Gerson o agradeceu com a voz trêmula, causada por um misto de surpresa e ansiedade. Em seguida, desceu do ônibus, colocou cuidadosamente sua mercadoria no chão e encostado em uma árvore, se pôs a pensar a respeito daquela proposta irrecusável que ele não fazia a menor idéia do que podia ser.

Foram 15 minutos de devaneios, que foram interrompidos por outro colega ambulante que desceu também naquele mesmo ponto. Após os cumprimentos, o colega percebeu que Gerson estava meio desligado e perguntou se ele estava se sentindo bem. Gerson pensou em comentar o ocorrido, mas preferiu mudar de assunto, dizendo que não tinha dormido bem e que estava meio indisposto. Nesse instante se aproximou outro ônibus e Gerson após se despedir de seu colega, resolveu dar seqüência aos seus afazeres.

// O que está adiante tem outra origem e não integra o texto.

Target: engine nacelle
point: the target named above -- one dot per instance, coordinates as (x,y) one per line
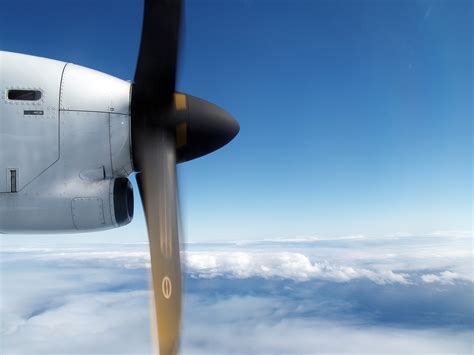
(84,205)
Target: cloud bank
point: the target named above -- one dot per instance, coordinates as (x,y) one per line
(350,295)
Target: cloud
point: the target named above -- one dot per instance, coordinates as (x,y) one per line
(285,265)
(445,278)
(236,332)
(350,295)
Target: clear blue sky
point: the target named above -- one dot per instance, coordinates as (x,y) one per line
(356,116)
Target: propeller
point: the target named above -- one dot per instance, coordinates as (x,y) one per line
(167,128)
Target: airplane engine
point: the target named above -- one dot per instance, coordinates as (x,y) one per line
(82,206)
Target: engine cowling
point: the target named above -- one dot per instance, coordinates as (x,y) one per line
(85,205)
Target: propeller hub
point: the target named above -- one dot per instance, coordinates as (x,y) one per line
(201,127)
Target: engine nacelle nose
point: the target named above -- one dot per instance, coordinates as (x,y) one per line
(201,127)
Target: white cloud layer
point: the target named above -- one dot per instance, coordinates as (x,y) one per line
(357,294)
(284,265)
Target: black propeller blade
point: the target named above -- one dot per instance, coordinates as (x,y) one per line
(167,128)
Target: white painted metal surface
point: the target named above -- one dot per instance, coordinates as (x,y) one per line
(67,158)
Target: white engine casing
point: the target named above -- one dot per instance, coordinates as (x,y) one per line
(68,154)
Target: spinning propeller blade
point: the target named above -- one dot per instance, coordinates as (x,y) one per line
(167,128)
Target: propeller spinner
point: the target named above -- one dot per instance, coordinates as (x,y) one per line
(167,128)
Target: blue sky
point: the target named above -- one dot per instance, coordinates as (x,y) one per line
(356,116)
(353,295)
(338,221)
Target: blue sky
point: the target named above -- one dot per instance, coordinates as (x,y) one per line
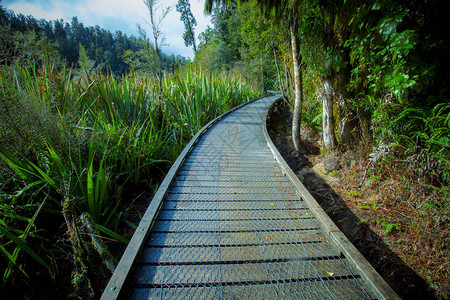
(115,15)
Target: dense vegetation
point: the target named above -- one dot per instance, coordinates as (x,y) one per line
(372,77)
(89,120)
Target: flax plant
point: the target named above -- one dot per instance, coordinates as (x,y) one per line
(95,141)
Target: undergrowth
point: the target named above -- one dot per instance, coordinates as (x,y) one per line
(77,152)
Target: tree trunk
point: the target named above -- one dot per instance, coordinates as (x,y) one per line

Às 09h45min, Gerson já se encontrava na sala de espera daquele luxuoso recinto. Foi quando Carlos se aproximou e o cumprimentou com satisfação. Em seguida, o convidou até sua sala. Após ambos estarem devidamente instalados, Carlos deu início à proposta enaltecendo as qualidades que ele havia acabado de presenciar naquele ônibus, disse também, que em seu ponto de vista, Gerson era um vendedor nato, que tinha a capacidade de persuadir seus clientes de forma auditiva e visual com extrema naturalidade. Por fim, perguntou se ele gostaria de fazer parte daquela empresa exercendo a função de atendente e esporadicamente atuar na área da criação. O salário inicial oferecido era o triplo do que Gerson ganhava nos ônibus. Gerson não se conteve, começou a tremer e a gaguejar sem conseguir formular a resposta, totalmente dominado pela emoção soltou um sim com a voz trêmula e várias lágrimas emergiram de seus olhos sem que as pudesse conter.

Três meses se passaram, quando surgiu repentinamente em um ônibus, um homem elegantemente vestido, que destoava dos demais e munido de uma caixa de papelão, causou extremo alarde.